Officials at the Sadar Police Station, in whose precincts the attack took place, were not available for comment, but a deputy called Imam Din said that a First Information Report (FIR) had been filed under Section 295-B, or blasphemy of the Quran, against Talib and Mukhtar Masih.

He said that the complainant in the case was Muhammad Ashraf, and that police had possession of the alleged burnt or cut papers of the Quran. Din said that after SHO Nasir was suspended and Ashiq Hussein replaced him, Hussein was willing to file an FIR against those who had ransacked and burned houses of Christians. He said the accused were still at large and that police would arrest them after Christians returned to their homes.

Asked if police were under pressure from Islamists or the government, Din declined to comment.

Advocacy group Community Development Initiative (CDI) field officer Napoleon Qayyum said that the group had informed high officials about the Korian attack, including the presidency, and that soon afterward the president issued a notice. Qayyum noted that the Korian and Gojra attacks follow a July 1 attack in Kasur, where swarms of Islamists ransacked and damaged 110 homes.

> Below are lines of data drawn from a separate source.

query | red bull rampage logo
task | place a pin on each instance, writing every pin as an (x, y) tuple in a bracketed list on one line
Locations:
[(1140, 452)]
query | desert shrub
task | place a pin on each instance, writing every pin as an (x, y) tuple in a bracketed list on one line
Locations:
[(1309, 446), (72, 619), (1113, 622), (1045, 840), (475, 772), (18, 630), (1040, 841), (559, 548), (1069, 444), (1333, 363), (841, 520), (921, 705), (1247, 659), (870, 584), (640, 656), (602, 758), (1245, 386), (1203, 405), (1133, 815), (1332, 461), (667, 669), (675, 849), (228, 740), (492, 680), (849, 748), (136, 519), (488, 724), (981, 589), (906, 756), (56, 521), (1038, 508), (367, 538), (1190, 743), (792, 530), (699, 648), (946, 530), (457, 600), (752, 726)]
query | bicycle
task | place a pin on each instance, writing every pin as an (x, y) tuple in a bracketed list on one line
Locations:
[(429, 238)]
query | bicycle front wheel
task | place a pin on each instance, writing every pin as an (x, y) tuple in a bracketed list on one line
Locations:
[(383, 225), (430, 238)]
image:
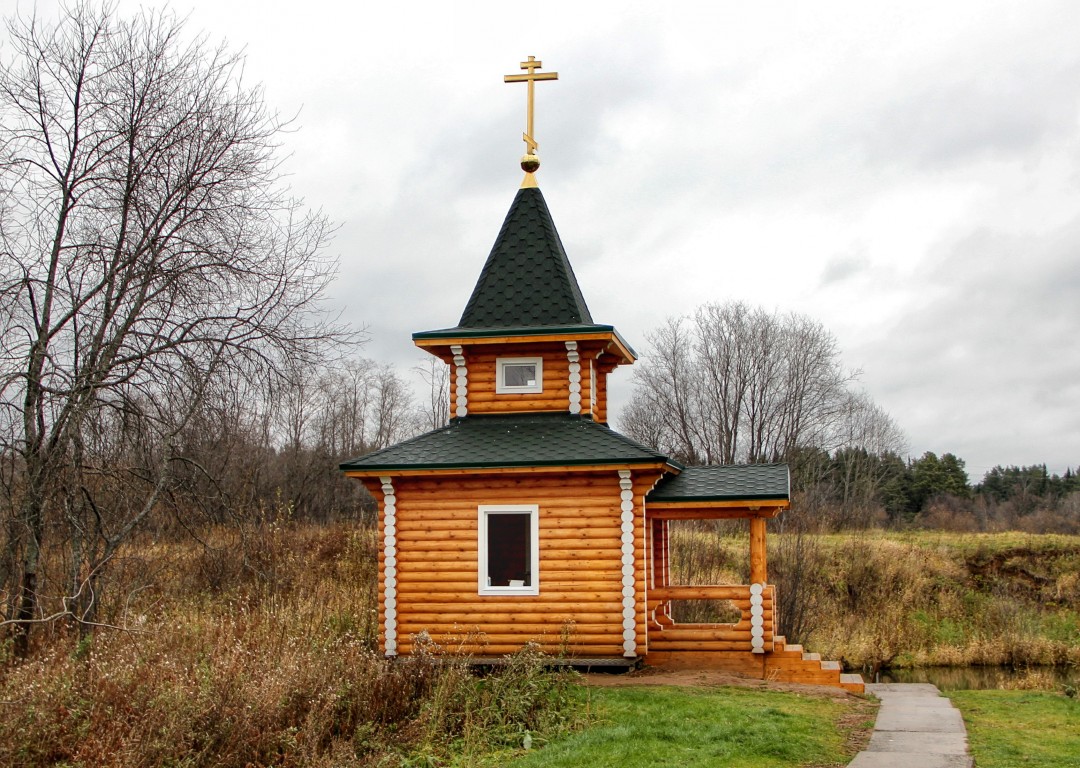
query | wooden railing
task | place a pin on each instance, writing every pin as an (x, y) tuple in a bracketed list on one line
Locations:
[(753, 632)]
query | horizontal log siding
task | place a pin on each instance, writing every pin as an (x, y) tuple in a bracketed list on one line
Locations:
[(579, 608), (482, 375)]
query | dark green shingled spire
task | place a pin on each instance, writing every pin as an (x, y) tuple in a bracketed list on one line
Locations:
[(527, 280)]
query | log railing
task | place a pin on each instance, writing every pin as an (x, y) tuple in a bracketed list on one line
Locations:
[(753, 632)]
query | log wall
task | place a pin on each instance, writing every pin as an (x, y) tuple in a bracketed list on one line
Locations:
[(483, 398), (580, 608)]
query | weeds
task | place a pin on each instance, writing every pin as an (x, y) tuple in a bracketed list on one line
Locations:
[(270, 660)]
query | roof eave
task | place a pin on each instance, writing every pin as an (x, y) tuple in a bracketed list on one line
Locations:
[(428, 469), (432, 340)]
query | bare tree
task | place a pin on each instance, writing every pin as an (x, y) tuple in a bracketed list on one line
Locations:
[(435, 412), (149, 254), (737, 383)]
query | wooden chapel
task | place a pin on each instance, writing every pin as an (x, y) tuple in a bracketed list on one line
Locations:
[(527, 519)]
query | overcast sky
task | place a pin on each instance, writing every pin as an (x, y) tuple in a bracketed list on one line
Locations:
[(908, 174)]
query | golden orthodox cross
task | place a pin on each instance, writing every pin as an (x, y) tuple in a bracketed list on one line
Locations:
[(531, 66)]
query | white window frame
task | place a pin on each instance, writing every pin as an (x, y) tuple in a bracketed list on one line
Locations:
[(502, 388), (534, 512)]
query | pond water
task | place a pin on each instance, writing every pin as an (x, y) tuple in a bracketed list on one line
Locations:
[(984, 677)]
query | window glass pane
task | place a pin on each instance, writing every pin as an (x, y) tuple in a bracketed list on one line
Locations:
[(508, 550), (520, 375)]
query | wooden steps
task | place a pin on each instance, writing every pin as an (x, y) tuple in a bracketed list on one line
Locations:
[(714, 647)]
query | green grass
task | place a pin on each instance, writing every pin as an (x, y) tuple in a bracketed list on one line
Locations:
[(1021, 729), (658, 727)]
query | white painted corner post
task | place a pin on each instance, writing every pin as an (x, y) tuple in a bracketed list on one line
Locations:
[(759, 582), (461, 382), (390, 565), (629, 576), (575, 359)]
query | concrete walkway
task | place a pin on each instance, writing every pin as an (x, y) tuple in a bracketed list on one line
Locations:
[(917, 727)]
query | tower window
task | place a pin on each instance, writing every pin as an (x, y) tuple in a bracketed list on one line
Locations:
[(509, 550), (518, 375)]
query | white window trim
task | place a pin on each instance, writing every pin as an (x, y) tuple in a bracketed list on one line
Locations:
[(482, 585), (501, 388)]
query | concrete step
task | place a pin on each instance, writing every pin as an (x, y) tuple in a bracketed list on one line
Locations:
[(852, 683)]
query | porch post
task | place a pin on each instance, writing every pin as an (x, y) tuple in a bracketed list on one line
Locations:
[(758, 570)]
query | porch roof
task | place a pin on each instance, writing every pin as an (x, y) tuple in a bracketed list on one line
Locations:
[(724, 483)]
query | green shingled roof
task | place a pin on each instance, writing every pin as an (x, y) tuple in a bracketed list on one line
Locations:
[(528, 440), (725, 483), (527, 280)]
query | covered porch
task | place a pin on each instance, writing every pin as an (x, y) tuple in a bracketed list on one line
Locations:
[(748, 643)]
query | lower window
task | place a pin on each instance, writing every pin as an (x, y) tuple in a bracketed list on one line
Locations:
[(509, 550)]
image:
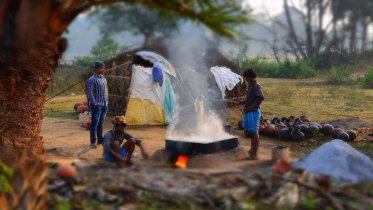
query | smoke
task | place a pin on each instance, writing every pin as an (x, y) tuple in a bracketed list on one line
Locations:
[(186, 51)]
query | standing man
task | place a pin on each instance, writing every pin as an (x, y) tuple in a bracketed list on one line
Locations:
[(254, 98), (98, 102)]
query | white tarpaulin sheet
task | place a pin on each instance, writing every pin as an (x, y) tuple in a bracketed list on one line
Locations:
[(158, 60), (225, 78), (143, 86)]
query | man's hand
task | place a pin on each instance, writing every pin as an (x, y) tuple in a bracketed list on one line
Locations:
[(144, 155)]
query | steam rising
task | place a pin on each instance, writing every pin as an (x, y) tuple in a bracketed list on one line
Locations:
[(187, 124)]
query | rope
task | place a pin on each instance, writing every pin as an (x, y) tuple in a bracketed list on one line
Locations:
[(83, 81)]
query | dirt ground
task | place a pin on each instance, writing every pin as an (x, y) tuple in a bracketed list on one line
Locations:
[(68, 135)]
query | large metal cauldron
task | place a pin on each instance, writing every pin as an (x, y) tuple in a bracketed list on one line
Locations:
[(198, 148)]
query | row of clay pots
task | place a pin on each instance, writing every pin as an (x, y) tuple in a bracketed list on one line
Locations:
[(295, 129)]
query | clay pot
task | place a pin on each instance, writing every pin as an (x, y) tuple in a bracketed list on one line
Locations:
[(335, 132), (327, 129), (343, 136), (297, 135), (273, 121), (261, 128), (240, 125), (305, 119), (339, 126), (352, 135), (279, 129), (81, 109), (269, 130), (312, 130), (87, 123), (66, 171), (247, 133), (77, 105), (303, 128), (285, 134), (317, 124)]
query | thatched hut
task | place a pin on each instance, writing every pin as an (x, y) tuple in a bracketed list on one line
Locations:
[(119, 73)]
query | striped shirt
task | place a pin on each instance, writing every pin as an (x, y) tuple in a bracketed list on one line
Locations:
[(97, 90)]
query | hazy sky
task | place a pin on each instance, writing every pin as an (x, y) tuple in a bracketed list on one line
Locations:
[(272, 6)]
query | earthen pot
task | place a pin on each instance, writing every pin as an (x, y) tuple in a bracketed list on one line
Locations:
[(297, 135), (335, 132), (273, 121), (303, 128), (343, 136), (279, 129), (240, 125), (87, 123), (305, 119), (269, 130), (317, 124), (77, 105), (261, 128), (81, 109), (312, 130), (339, 126), (285, 134), (327, 129), (247, 133), (352, 135)]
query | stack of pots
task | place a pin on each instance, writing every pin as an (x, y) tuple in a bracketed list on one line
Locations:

“It is a clear sign that violent attacks against Christians have dramatically increased in recent days,” he said, adding that CDI would provide legal help to victims. CDI works with assistance from the American Centre of Law and Justice.

Muhauddin of the private TV channel added that Punjab Chief Minister Shahbaz Sharif had taken the notice of the attacks and was forming an investigative team comprising the Faisalabad Regional Police Officer and Faisalabad Commissioner, which will send a report to him.

A spokesman from the Pakistani president’s office, former Sen. Farhatullah Babar, told Compass that President Asif Ali Zardari had taken a notice of the attack and had asked the provincial government to investigate. He said the president has condemned the attack and that there was no justification for anyone taking the law into their own hands.

Asked why the committee constituted by the provincial government did not have any Christians on it, he responded that it was the discretion of the provincial government to determine the make-up of the panel and that the federal government was concerned only about the report. Asked why an FIR had been filed against Christians and not Muslims for ransacking and vandalizing, he said only that appropriate action would be taken after the inquiry.

Member of National Assembly Farahnaz Ispahani, wife of Pakistani Ambassador to the United States Husain Haqqani, told Compass that President Zardari had directed Federal Minorities Affairs Minister Shahbaz Bhatti to visit the area and “express sympathy with the victims.”